Cet épisode de Radioscopie, émission phare des années 70-80 durant laquelle Jacques Chancel propose « un bilan de son oeuvre », offre un plus long moment en sa compagnie. Il aborde son œuvre écrite, mais il affirme surtout l'importance qu'ont eu pour lui la parole et la langue bretonne qu'il a voulu transmettre par l'art du conte.
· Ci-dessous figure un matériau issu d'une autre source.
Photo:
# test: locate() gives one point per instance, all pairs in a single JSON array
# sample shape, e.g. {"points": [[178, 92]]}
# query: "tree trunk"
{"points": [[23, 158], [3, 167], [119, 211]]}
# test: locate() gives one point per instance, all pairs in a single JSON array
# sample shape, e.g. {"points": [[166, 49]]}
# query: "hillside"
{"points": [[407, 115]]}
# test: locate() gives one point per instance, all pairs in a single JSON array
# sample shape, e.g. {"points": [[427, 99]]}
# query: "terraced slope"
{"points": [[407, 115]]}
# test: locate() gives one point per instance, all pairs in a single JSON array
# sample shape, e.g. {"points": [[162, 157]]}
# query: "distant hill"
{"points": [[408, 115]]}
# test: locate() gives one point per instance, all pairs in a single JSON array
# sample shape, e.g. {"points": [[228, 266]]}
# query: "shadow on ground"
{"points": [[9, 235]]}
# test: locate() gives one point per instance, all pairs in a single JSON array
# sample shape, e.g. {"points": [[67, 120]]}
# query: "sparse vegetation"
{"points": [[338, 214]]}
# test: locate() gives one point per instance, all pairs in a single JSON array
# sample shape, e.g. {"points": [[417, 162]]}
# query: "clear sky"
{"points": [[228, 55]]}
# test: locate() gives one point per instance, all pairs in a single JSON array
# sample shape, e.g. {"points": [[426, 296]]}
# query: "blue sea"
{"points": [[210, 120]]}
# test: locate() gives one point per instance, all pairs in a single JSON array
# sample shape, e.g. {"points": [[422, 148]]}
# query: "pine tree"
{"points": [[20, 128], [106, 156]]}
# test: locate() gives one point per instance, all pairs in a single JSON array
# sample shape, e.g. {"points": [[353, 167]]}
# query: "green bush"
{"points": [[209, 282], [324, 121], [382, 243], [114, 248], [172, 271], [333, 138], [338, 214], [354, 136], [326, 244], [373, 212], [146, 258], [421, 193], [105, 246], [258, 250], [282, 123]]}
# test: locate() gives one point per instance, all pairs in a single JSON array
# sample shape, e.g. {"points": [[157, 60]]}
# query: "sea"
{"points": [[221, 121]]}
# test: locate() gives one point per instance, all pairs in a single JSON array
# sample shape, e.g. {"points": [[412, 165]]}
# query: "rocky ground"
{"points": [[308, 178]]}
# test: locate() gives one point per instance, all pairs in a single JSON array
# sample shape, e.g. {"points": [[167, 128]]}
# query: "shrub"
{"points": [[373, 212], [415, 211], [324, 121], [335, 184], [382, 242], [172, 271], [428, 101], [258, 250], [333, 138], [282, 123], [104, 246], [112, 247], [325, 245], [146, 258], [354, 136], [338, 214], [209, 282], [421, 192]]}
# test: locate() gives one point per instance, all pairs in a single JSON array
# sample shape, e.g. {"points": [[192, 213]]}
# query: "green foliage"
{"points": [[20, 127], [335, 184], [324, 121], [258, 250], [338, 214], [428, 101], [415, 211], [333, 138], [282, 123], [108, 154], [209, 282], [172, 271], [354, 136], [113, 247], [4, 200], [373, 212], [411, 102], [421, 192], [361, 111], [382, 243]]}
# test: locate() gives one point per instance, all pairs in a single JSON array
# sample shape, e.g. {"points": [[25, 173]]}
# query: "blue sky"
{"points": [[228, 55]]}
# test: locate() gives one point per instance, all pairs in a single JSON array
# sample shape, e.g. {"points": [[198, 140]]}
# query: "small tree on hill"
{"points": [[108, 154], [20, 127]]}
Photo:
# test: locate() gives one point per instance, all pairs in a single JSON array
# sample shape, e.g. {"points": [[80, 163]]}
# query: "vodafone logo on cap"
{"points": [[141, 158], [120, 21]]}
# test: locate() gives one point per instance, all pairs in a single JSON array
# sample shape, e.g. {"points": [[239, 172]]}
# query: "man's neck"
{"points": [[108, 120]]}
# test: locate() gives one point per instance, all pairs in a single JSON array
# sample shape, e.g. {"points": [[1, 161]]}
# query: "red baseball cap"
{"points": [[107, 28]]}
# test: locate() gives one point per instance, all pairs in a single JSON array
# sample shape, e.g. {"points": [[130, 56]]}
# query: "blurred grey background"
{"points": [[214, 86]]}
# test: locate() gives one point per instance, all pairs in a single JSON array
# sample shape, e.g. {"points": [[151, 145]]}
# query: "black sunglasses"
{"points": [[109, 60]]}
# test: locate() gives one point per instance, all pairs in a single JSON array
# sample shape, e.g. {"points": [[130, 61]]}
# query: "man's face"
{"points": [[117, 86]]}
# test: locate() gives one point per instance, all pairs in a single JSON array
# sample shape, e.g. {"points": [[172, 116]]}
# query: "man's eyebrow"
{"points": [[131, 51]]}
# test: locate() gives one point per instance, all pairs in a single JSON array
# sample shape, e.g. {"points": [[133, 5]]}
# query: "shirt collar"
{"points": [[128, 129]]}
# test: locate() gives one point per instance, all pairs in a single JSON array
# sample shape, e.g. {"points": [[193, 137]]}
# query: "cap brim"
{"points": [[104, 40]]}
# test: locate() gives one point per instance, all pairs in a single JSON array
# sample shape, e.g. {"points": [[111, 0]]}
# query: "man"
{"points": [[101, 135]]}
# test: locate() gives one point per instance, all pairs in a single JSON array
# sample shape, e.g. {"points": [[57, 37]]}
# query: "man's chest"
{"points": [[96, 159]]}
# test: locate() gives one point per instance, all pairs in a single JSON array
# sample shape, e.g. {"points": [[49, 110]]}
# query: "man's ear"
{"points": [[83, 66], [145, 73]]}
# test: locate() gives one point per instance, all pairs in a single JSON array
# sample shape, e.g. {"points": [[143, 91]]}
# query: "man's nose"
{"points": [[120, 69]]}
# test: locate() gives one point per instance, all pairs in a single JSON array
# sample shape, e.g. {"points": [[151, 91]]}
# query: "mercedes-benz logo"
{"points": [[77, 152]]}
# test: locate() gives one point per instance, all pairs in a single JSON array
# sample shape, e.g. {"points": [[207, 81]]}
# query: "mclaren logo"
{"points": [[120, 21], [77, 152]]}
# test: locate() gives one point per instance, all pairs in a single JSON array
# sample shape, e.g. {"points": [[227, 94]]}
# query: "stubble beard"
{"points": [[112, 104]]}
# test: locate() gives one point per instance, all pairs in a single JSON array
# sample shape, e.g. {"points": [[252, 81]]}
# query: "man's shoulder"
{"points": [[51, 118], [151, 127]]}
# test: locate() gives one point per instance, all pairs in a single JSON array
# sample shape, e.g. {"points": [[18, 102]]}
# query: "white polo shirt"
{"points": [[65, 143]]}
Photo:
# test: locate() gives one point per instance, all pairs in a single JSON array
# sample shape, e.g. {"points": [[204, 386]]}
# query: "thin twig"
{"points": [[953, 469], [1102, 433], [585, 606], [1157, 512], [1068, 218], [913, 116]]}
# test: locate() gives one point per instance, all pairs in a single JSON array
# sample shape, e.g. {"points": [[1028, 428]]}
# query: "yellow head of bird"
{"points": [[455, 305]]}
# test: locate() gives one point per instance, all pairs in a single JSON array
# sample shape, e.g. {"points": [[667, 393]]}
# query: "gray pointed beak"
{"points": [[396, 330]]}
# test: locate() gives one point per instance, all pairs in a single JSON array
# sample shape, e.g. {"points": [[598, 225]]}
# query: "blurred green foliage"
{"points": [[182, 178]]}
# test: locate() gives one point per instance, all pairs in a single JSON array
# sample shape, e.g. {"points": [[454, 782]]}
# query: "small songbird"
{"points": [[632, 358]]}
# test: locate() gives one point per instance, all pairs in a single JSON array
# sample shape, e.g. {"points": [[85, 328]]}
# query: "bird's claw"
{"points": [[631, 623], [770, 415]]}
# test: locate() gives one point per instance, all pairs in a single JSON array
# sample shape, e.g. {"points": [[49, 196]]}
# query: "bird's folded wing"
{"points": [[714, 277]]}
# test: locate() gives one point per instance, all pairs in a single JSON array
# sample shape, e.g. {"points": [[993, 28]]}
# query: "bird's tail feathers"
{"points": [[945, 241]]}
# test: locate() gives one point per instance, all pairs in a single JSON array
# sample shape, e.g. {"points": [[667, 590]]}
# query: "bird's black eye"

Pierre-Jakez Hélias (1914-1995) est né dans la campagne du Pays Bigouden. Grâce aux bourses des pupilles de la Nation, il fait des études et obtient l'agrégation de lettres. Enseignant, il a bien d'autres "casquettes" : il sera dès 1945 rédacteur du journal Vent d'Ouest du " Mouvement de la Résistance Unifiée ", puis à partir de 1946 il dirigera une émission de langue bretonne qui sera diffusée par l'émetteur de Radio-Quimerc'h. Grand défenseur s'il en fut, il animera toute sa vie des émissions en langue bretonne et il publiera en français et en breton de nombreux ouvrages : oeuvres dramatiques, cantates (Cantate du Bout du Monde - 1958), poèmes, théâtre, reprises de mythes et de légendes celtiques.

Mais c'est Le Cheval d'orgueil, puis Les Autres et les miens suivi en 1990 du Quêteur de mémoire qui le font connaître au grand public. Au début de l'émission, il évoque la genèse de ces livres d'abord pensés et écrits en breton puis écrits à nouveau (et non traduits) en français, et les situe dans le contexte qui a permis leur succès.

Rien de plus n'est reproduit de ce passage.